I gave him a smile, but I didn’t get one back. When he saw my hands he stopped short and stared at them. I looked down too and realised they were still stained with Mathew’s blood.

He nodded at them. ‘You all right?’

‘Yeah, it’s not mine.’ I gave him a big thumbs up as reassurance.

Trigger’s expression still didn’t change. His clear blue eyes burned with a peculiar intensity. ‘Look, I just want you to know that I’m backing all four of you – no matter what happens next.’

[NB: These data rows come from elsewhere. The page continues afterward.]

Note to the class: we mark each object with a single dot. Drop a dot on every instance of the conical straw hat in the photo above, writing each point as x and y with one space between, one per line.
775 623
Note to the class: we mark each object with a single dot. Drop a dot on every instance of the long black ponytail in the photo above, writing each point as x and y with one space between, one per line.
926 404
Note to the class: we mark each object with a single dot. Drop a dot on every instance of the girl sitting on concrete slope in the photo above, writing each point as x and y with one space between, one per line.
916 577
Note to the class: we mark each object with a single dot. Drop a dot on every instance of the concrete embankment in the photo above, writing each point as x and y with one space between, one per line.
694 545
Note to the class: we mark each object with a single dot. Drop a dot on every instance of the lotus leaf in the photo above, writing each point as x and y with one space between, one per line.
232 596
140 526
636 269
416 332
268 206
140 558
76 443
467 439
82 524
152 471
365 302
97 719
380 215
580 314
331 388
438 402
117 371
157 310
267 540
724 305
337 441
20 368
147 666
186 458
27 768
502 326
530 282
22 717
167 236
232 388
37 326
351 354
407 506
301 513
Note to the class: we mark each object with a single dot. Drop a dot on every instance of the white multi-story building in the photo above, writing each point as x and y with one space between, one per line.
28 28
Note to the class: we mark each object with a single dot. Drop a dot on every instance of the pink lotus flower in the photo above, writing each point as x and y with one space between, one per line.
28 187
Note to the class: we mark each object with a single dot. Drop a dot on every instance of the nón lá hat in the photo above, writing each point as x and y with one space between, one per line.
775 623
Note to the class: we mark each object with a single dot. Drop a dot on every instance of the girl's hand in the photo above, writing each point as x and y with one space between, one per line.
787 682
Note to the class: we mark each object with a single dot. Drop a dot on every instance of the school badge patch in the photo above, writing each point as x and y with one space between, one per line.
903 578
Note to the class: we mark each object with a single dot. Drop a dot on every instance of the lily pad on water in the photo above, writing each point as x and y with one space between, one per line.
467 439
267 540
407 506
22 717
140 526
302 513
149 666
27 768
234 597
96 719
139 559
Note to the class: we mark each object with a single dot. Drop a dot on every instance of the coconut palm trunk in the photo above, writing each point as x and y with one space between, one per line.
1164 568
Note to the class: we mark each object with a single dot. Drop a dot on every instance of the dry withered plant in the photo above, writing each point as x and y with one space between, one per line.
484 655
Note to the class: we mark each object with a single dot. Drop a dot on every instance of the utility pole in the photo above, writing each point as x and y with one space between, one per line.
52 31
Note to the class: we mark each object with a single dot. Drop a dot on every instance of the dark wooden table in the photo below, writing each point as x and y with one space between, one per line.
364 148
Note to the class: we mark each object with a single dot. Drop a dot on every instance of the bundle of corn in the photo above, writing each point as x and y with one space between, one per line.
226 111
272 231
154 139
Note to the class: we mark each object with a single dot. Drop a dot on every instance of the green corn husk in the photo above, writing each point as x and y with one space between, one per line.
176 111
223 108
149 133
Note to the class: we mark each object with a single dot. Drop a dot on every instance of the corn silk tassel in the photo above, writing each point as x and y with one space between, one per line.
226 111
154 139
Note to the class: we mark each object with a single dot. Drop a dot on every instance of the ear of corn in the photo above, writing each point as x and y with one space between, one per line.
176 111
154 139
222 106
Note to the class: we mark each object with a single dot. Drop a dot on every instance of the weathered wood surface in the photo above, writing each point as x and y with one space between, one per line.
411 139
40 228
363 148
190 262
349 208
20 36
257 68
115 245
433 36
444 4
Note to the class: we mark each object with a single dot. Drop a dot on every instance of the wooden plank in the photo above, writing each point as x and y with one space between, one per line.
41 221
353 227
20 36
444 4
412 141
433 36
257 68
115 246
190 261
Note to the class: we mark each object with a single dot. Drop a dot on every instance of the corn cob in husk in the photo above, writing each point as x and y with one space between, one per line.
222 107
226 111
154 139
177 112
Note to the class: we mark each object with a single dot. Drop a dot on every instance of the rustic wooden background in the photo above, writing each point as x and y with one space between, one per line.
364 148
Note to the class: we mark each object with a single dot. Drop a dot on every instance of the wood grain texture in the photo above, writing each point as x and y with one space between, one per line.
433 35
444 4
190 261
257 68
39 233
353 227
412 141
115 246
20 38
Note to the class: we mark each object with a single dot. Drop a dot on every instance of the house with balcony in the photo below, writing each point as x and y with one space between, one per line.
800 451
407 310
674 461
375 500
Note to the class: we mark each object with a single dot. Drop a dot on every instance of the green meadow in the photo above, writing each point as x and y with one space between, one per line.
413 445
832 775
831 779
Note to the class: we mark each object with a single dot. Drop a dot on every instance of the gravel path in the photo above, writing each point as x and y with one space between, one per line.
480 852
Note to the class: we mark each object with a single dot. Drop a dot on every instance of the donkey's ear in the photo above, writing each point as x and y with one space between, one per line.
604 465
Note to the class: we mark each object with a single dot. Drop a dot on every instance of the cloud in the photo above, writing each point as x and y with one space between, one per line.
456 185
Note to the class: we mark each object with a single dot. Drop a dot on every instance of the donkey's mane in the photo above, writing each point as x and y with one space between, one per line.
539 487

There was a silence. I was bewildered. ‘What do you mean?’

‘The CO has just got in from Kandahar on a Lynx,’ he said. ‘I’ll see you up top.’

He turned and walked away.

20. IN COMMAND: THE VERDICT

Carl signed in the aircraft while I went to wash Mathew’s blood off my hands.

I sat on the lid of a missile box in the bright sun and poured water from a jerrycan. I couldn’t bring myself to use the Portaloo handscrub.

I tried to fathom what the hell was going on. It couldn’t have been about our fuel levels – Trigger would have understood, given the circumstances. I had never seen him that bothered before. And we weren’t expecting the CO in Bastion today…

I joined Carl inside the Groundies’ hangar. We’d been delayed on the flight line while a technician examined my broken FLIR camera, so the others had gone ahead. We were both locked in thought. Okay, we’d broken a few rules that day. But anything we’d done wrong had been whilst trying to do something right. Our problem was that the road to hell was paved with good intentions.